An advocate of gun proliferation zones, Richard is a long time shooter, former cop and internet entrepreneur. Among the many places he calls home is


  • William Johnson

    But no .22LR, seems like a design flaw to me.

    • wetcorps

      If you have the monney for a drilling, you don’t care about cheap ammo ^^

      • Vhyrus

        Did you just call 22lr CHEAP?!

    • Nathanael S.

      I’m sorry, but aren’t there ALREADY too many .22LRs in this world? I mean, come on.

  • Fred Flintstone

    That makes me chubby.

  • JaxD

    1lb 7oz trigger? Does that qualify as a hair trigger?

    • hod0r


  • iksnilol

    Drillings? Old news, kinda weird. Mainly because they are a bit of everything in one package – with all the pros and cons of that.

  • Frosty_The_White_Man

    What counterbalances the right barrel? Most drillings keep balanced by having two barrels on top of one or one on top of two.

  • Julio

    This came as a massive surprise at IWA this year. New, affordable, bockdrillings simply didn’t exist before the BD14, and the old or expensive ones generally couldn’t be easily regulated to shoot to the same point of aim like the BD14 can, so you had to stick to the specific loads your gun had been set up for when it came from the workshop (they were never produced in factory quantities) if you wanted all the barrels to converge at a given range (also set during production). What a bockdrilling offers is a gun that handles like a 12g O/U, but gives you a choice of a full-power deer or pig load, or a lighter small-game load, or whatever you want to put into a 20g hull (bird shot, buck shot or slug). It’s not for driven shooting, or for big bags, but rather for hunting whatever/whenever, and doing so in style. Optics are on QD mounts and carried in a case or pouch for attachment when needed. The rest of the time it’s all about point-and-shoot instinctiveness over the irons. It all depends whether you like unusual, I guess, but if you do, the BD14 has plenty of WTF appeal.

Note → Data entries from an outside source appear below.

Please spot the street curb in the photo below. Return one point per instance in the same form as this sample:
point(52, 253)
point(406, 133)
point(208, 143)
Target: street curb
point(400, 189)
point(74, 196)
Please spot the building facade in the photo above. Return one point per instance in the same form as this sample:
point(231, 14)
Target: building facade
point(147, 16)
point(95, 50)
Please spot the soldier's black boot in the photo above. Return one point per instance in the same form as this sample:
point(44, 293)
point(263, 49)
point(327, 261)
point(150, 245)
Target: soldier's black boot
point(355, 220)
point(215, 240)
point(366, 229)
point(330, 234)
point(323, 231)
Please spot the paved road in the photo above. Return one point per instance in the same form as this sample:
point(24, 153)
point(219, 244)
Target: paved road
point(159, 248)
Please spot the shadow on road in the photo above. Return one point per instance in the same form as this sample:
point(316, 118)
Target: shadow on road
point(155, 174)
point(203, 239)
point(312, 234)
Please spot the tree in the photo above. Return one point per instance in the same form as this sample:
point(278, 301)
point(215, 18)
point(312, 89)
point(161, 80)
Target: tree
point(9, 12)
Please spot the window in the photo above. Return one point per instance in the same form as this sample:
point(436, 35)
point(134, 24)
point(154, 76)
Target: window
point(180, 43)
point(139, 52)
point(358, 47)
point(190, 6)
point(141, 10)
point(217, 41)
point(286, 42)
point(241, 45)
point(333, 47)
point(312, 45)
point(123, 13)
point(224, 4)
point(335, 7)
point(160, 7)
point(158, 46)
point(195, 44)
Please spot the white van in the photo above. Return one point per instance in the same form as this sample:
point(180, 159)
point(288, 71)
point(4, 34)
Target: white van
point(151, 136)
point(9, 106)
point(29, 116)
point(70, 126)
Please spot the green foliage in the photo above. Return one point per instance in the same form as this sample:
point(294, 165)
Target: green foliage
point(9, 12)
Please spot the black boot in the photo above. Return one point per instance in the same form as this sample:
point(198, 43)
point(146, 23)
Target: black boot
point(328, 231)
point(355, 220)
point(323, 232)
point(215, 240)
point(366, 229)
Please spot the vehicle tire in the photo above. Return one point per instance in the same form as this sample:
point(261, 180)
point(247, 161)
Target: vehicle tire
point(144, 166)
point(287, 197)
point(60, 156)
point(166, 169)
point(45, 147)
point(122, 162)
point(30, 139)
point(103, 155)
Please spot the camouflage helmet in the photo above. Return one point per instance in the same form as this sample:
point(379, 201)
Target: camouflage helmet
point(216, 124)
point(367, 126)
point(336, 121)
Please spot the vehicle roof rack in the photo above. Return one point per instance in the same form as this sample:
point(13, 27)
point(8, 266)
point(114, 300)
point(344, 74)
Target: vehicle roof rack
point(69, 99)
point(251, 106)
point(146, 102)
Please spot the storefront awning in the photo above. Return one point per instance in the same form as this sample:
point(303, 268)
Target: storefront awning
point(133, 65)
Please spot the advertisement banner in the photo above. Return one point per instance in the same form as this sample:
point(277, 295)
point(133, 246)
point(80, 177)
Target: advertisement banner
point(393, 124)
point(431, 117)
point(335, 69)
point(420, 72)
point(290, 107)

  • Part of the problem is that the title says “Blockdrilling”. The correct name is the “Bockdrilling” BD14, which means “buck triple” or “buck triplet”.

    • Thanks for catching my typo. What is the other part of the problem? Maybe I can correct that also.

      • My apologies, I thought I’d picked up on something else and I hadn’t. I’m very sorry if that came off as snarky! I think I was typing tired – always a rookie error 🙂

  • Dj 708

    It was always my understanding that these were popular in Europe because of the high cost of private firearms ownership in certain countries and limit to number of guns that one could own. These were a way to get several guns in one firearm. I am not sure these have a mainstream place in the USA, but then again we gun owners are as unique as any group of people and having something that no one else has at the range is always an attractive idea to most gun owners. I like them and would consider a spot in my safe for one depending on what it ended up costing me.

    • Schadavi

      The main reason is the european hunting legislation. You basically rent the hunting rights to a certain area (only the hunting rights, there is still agriculture there) and are allowed to hunt all game species in this area according to a plan by the local hunting bureau.
      That means you don’t go hunt deer, you just go out hunting, where you could come across a deer, boar, rabbit or duck, and a drilling allows you to bag any of these animals.
      That being said, most hunters today use bolt action rifles or o/u shotguns, hunting areas with a good mix of game animals are very rare.

    • G

      I live in a country (Sweden) where there is a limit for how many hunting weapons a normal hunter can own. Switch barrel rifles are popular here because of that limit. However I don’t know a single person who has bought a combination rifle because of the limit. People buy combination rifles (such as drillings) because it is easier
      to carry around a combination rifle than a rifle AND a shotgun (or in case of the BD14:

      BD14Two rifles and a shotgun).

      • G

        That’s strange. I copied “BD14” from the headline and tried to paste it into the text (twice) but I couldn’t see anything so I typed BD14 instead and posted the message.

  • gunslinger

    i would have thought there would be more of a vertical pyramid, than one canted tothe side.